In one embodiment, the step of comparing the evaluation features extracted by the feature extraction module with the standard features in the database to obtain a primary evaluation by the service quality evaluation module includes the steps of:
the characteristic extraction module extracts the frequency of the client characteristic of the evaluation characteristic appearing in the client voice sequence;
the characteristic extraction module extracts the frequency of the customer service characteristics of the evaluation characteristics appearing in the customer service voice sequence;
setting a frequency range of the customer high voice according to the voice frequency in the customer voice sequence, and calculating the frequency of the customer high voice in the customer voice sequence to obtain the customer high voice frequency; the frequency range at high sound is set as required
Setting a frequency range when the artificial customer service loud sound appears according to the sound frequency in the artificial customer service voice sequence, and calculating the frequency of the artificial customer service loud sound appearing in the customer voice sequence to obtain the artificial customer service loud sound frequency;
the customer characteristic frequency, the customer service characteristic frequency, the customer high audio frequency and the artificial customer service high audio frequency are weighted to obtain a first-level evaluation value, the higher the first-level evaluation value is, the lower the customer satisfaction is, the specific and evaluation grades can be divided into three levels or four levels or more detailed and the like according to needs, and corresponding grade descriptions can also be set according to needs.
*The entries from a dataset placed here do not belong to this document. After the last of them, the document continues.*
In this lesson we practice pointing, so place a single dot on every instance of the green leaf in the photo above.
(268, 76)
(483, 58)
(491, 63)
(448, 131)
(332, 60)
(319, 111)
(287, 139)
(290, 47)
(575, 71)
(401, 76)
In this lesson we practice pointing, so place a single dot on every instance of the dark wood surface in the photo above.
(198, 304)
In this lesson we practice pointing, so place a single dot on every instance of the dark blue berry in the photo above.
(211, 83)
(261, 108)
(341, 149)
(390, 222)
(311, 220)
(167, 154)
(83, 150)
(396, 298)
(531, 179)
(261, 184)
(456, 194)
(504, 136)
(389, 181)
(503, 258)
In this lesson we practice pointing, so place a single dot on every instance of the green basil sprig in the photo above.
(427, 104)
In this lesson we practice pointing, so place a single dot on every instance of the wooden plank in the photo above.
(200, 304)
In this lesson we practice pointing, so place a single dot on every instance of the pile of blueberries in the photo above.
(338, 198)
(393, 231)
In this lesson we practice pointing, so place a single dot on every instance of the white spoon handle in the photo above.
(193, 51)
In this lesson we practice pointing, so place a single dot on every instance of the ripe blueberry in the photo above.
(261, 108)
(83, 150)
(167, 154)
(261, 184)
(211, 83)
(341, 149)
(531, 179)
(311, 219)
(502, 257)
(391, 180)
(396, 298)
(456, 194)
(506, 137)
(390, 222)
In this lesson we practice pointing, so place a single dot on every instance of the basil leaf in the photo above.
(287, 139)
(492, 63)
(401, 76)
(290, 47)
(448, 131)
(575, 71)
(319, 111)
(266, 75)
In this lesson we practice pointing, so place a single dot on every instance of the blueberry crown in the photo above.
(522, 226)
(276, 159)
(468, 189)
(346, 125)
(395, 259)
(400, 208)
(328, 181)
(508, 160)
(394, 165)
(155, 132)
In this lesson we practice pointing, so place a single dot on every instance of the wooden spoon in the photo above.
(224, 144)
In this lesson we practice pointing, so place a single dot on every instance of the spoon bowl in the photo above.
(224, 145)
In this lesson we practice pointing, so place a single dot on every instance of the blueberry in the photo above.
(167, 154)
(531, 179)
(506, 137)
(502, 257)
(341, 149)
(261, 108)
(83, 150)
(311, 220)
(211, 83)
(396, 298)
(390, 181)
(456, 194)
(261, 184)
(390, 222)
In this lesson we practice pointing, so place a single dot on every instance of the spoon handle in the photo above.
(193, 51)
In one embodiment, the customer satisfaction value extracted by the feature extraction module is taken as a secondary evaluation: and obtaining the satisfaction degree of customer service input from the result of analyzing the voice data packet by the voice recognition module.
In one embodiment, the step of performing comprehensive evaluation on the primary evaluation and the secondary evaluation to obtain the service quality of the customer service includes: and weighting the primary evaluation value and the secondary evaluation value to obtain a service quality value, and reflecting the service quality of customer service through the service quality value. The specific weighting formula, and the quality of service value may be set as desired, and may correspond to the case of the specification value.
The above disclosure is only for the specific embodiments of the present invention, but the scope of the present invention is not limited thereto, and any person skilled in the art can easily conceive of changes or modifications within the technical scope of the present invention, and shall be covered by the scope of the present invention.